Gem #59: Generating Ada bindings for C headers

by Arnaud Charlet —AdaCore

Let's get started…


GNAT now comes with a new experimental binding generator for C and C++ headers which is intended to do 95% of the tedious work of generating Ada specs from C or C++ header files. Note that this is still a work in progress, not designed to generate 100% correct Ada specs.

The code generated uses the Ada 2005 syntax, making it easier to interface with other languages than did previous versions of Ada, in particular via the generation of limited with clauses and anonymous access types.

In this Gem, we will focus on the generation of C bindings. Bindings to C++ will be addressed in a future Gem.

Running the binding generator

The binding generator is part of the GCC compiler that comes with recent versions of GNAT and can be invoked via the -fdump-ada-spec switch, which generates Ada spec files for the header files specified on the command line, and all header files needed by these files transitivitely. For example:

$ g++ -c -fdump-ada-spec -C /usr/include/time.h
$ gcc -c -gnat05 *.ads

generates, under GNU/Linux, the following files: time_h.ads, bits_time_h.ads, stddef_h.ads, bits_types_h.ads, which correspond to the files /usr/include/time.h, /usr/include/bits/time.h, etc..., and then compiles these Ada specs in Ada 2005 mode.

The -C switch tells GCC to extract comments from headers and attempt to generate corresponding Ada comments.

If you want to generate a single Ada file and not the transitive closure, you can use the -fdump-ada-spec-slim switch instead.

Note that we recommend, where possible, to use the G++ driver to generate bindings, even for most C headers, since this will in general generate better Ada specs. If G++ doesn't work on your C headers because of incompatibilities between C and C++, then you can fall back on using GCC instead.

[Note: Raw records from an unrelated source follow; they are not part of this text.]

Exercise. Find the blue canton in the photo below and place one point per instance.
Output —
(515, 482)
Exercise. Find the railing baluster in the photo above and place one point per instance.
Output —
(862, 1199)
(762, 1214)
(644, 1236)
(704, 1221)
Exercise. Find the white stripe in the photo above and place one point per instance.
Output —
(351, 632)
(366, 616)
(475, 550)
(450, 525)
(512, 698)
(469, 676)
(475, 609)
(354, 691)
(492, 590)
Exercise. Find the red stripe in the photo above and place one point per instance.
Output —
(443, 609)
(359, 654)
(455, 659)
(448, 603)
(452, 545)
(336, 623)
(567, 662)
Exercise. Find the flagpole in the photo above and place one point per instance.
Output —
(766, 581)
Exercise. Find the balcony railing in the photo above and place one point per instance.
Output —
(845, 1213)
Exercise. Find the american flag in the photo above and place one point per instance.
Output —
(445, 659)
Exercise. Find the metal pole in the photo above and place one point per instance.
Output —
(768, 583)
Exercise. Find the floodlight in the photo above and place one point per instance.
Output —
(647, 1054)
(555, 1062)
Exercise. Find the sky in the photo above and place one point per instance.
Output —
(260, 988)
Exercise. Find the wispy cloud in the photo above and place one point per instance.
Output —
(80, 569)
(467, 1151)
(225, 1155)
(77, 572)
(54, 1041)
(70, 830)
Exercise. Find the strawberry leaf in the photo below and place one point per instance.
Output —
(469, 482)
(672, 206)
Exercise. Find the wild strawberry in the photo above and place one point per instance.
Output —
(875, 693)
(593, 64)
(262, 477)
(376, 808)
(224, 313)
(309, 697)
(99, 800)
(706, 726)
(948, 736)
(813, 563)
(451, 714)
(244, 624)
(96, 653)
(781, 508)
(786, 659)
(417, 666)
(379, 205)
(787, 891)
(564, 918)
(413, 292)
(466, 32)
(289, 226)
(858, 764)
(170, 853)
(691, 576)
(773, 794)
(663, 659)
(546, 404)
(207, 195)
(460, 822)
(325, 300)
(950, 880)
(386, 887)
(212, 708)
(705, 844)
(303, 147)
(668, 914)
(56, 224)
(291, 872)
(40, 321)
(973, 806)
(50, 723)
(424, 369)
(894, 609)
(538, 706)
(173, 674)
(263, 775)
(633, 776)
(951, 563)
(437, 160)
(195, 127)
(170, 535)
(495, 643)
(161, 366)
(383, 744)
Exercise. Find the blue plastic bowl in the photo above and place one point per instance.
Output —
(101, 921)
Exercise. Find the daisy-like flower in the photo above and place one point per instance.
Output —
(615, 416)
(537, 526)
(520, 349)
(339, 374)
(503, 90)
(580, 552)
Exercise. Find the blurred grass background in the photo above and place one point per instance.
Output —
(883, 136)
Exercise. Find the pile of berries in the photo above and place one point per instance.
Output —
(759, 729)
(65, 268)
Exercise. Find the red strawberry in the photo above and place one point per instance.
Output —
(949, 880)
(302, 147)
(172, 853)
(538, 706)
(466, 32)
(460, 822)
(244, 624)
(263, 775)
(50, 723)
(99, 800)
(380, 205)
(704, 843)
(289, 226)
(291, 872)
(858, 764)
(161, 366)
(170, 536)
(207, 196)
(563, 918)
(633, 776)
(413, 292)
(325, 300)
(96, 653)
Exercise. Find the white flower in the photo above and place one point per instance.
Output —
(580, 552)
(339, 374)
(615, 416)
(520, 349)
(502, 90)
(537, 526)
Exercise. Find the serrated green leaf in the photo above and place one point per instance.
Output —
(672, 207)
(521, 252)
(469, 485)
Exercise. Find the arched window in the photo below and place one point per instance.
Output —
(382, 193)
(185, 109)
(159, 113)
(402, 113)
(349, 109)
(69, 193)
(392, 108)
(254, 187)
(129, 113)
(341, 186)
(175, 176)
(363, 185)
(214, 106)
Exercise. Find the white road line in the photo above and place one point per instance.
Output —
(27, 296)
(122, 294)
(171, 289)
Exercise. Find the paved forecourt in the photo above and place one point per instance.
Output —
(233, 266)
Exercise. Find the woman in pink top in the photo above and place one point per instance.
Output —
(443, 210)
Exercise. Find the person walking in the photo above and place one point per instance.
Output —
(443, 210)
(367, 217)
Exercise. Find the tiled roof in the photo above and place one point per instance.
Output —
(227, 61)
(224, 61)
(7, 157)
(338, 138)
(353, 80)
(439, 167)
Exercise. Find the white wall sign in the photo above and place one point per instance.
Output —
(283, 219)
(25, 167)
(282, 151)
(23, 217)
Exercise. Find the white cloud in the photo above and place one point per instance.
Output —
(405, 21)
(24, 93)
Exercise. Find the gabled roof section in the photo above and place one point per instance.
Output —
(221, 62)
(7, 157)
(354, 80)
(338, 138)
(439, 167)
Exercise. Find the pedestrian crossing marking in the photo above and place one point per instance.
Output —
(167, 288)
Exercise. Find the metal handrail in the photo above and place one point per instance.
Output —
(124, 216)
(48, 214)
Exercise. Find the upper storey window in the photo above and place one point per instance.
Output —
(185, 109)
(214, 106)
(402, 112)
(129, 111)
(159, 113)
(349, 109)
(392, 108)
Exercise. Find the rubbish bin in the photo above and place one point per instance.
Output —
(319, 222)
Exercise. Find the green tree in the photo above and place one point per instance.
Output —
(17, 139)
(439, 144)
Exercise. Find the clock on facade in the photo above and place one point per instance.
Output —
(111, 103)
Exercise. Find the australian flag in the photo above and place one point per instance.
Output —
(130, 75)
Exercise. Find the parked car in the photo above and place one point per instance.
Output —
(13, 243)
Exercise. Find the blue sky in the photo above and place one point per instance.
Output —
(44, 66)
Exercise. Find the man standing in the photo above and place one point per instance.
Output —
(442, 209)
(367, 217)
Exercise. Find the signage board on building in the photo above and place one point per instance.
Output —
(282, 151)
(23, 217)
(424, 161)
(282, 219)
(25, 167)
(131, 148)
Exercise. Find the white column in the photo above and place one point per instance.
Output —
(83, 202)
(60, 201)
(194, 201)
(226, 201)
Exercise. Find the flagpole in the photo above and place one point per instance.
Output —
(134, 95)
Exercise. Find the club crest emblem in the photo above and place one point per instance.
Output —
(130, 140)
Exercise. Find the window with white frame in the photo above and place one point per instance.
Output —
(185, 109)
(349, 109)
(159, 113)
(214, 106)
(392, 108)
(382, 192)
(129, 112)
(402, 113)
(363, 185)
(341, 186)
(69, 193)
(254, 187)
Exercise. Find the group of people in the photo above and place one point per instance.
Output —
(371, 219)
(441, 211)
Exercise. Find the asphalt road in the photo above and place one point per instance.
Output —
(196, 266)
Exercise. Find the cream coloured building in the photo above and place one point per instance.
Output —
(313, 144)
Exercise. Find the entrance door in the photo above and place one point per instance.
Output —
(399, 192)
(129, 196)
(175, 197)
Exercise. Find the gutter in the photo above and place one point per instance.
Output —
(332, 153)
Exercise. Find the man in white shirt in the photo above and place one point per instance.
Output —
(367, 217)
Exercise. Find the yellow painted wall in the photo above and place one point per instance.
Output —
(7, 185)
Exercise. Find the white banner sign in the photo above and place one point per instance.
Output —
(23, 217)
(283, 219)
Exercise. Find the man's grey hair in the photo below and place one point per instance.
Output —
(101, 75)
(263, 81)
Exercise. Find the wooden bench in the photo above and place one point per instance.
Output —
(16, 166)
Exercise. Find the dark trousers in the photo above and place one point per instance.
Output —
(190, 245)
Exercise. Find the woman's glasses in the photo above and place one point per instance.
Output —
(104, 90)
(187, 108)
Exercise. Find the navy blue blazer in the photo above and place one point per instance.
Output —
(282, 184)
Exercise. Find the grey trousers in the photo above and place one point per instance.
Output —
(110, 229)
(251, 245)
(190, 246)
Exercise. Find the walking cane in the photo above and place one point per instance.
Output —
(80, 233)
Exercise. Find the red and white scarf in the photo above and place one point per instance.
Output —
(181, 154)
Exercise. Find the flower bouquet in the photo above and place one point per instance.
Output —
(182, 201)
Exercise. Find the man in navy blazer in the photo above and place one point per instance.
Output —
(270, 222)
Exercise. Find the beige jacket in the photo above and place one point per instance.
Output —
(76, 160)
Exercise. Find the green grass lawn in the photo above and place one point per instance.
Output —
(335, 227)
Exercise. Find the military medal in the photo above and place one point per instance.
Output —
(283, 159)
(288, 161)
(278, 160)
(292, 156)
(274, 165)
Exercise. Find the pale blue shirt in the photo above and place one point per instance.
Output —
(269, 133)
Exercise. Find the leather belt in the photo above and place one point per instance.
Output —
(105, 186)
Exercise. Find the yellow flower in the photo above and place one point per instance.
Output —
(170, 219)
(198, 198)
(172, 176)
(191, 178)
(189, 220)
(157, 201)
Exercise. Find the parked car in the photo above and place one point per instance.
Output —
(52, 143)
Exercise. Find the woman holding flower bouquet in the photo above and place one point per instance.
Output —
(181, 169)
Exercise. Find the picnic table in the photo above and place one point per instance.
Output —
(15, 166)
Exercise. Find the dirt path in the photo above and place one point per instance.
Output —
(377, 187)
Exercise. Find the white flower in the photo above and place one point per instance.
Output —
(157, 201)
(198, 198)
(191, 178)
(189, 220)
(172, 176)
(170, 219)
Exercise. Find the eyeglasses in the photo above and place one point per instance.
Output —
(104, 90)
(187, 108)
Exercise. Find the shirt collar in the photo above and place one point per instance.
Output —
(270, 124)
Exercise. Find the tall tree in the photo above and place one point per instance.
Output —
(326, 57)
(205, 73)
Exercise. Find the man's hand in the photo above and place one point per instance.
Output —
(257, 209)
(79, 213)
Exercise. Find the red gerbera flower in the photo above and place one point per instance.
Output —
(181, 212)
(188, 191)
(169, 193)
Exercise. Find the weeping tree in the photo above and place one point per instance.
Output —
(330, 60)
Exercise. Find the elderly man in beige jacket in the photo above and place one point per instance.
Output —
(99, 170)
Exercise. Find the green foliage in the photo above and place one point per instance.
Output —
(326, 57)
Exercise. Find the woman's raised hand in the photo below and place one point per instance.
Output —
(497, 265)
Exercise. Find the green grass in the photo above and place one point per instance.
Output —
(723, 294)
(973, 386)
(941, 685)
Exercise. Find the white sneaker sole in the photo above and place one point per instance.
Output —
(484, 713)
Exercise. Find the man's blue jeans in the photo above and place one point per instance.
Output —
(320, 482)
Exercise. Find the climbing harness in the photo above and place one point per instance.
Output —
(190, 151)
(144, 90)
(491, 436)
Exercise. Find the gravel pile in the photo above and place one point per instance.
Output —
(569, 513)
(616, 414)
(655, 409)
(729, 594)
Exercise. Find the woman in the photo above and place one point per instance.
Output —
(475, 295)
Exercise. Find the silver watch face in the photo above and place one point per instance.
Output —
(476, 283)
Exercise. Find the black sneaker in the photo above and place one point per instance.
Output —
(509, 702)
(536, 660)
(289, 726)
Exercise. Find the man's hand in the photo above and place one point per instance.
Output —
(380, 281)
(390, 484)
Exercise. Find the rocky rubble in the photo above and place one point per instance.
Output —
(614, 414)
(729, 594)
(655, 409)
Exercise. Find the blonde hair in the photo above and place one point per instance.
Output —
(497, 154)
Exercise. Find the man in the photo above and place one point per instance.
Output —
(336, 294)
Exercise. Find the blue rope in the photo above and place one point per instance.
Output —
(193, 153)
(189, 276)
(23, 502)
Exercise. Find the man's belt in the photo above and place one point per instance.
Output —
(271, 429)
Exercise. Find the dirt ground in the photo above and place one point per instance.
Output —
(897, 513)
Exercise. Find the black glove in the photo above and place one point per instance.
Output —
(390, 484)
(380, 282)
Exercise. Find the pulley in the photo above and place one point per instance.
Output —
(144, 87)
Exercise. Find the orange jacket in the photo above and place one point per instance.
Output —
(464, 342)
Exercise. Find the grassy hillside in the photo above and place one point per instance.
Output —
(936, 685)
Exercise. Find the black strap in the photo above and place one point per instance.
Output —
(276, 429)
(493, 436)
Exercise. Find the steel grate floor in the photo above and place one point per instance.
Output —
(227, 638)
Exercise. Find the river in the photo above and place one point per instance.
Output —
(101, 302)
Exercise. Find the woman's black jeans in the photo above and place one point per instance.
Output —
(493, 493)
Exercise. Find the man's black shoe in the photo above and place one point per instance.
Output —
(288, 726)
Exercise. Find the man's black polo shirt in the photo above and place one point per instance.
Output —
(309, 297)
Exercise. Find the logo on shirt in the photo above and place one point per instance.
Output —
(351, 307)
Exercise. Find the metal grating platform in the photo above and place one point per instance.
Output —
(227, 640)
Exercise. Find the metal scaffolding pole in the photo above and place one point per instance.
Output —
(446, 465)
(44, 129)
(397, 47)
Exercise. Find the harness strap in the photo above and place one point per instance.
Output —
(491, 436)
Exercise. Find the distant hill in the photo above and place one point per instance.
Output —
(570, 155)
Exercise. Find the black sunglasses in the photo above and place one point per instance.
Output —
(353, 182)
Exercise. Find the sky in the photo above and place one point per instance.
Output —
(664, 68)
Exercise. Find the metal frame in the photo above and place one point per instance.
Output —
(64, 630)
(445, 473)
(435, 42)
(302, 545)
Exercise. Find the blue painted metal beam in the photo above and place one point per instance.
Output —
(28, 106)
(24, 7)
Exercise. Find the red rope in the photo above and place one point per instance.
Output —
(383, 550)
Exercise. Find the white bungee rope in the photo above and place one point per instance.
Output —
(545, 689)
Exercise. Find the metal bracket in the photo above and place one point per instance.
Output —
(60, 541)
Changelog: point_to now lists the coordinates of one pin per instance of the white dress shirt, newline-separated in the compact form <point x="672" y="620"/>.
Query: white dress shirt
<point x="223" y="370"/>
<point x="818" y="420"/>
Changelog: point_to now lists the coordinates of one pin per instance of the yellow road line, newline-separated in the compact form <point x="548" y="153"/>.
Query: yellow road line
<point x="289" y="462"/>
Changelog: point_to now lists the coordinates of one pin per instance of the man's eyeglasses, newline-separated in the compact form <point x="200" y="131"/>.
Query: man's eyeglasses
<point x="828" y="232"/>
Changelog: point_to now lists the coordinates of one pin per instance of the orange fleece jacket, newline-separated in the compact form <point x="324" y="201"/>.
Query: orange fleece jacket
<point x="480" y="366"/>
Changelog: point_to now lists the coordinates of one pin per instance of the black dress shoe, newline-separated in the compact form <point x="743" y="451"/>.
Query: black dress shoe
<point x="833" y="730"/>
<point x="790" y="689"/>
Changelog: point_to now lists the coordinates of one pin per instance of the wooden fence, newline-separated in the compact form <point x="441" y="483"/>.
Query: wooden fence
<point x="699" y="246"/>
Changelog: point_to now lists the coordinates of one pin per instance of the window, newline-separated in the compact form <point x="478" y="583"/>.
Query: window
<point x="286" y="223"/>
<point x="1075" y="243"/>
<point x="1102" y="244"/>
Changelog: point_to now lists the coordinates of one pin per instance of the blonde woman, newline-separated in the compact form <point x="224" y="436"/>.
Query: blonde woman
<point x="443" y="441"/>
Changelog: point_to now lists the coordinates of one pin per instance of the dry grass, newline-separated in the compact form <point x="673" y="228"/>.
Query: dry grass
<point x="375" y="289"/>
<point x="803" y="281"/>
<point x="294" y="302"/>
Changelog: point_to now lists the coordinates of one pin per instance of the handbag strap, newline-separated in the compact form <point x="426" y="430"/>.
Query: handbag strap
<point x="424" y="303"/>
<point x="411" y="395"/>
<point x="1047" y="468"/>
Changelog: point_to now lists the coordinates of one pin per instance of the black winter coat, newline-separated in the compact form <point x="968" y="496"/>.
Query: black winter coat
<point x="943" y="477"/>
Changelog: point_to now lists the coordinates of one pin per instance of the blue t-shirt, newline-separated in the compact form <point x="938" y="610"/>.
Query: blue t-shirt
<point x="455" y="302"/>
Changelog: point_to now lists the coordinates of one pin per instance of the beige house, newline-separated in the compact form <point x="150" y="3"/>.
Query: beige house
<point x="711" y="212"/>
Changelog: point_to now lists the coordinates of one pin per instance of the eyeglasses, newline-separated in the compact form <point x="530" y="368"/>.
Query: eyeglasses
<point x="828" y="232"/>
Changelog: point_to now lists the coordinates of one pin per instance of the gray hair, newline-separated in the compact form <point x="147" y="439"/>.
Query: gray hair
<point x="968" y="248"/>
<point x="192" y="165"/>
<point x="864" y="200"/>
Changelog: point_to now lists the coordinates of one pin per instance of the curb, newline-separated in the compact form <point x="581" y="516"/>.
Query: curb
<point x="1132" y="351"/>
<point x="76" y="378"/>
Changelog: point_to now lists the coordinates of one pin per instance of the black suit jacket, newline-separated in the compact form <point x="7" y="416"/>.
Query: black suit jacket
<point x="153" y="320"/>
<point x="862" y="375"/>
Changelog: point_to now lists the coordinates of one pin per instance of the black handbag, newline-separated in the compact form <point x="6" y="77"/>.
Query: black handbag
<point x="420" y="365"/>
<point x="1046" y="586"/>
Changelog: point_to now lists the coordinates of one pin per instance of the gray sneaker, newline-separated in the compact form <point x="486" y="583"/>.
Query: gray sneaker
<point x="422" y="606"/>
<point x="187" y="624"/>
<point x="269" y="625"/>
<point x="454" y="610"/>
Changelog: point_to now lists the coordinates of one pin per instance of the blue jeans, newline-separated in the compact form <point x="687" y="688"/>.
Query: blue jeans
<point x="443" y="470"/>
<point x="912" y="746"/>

For an example of better bindings generated from the C++ front end, the name of the parameters (when available) are actually ignored by the C front end. Consider the following C header:

extern void foo (int variable);

With the C front end, "variable" is ignored, and the above is handled as:

extern void foo (int);

generating the following subprogram specification:

procedure foo (param1 : int);

With the C++ front end, the name is available, and we generate:

procedure foo (variable : int);

In some cases, the generated bindings will be more complete or more meaningful when defining macros, which you can do via the -D switch. This is for example the case with Xlib.h under GNU/Linux:

g++ -c -fdump-ada-spec -DXLIB_ILLEGAL_ACCESS -C /usr/include/X11/Xlib.h

The above will generate more complete bindings than a straight call without the -DXLIB_ILLEGAL_ACCESS switch.

In other cases, it is not possible to parse a header file in a stand-alone manner, because other include files need to be included first. In this case, the solution is to create a small header file including the needed #include and possible #define directives. For example, to generate Ada bindings for readline/readline.h, you first need to include stdio.h, so you can create a file with the following two lines in, for example, readline1.h:

#include <stdio.h>
#include <readline/readline.h>

and then generate Ada bindings from this file:

$ g++ -c -fdump-ada-spec readline1.h

In a future Gem we will talk about generating similar Ada bindings for C++ headers.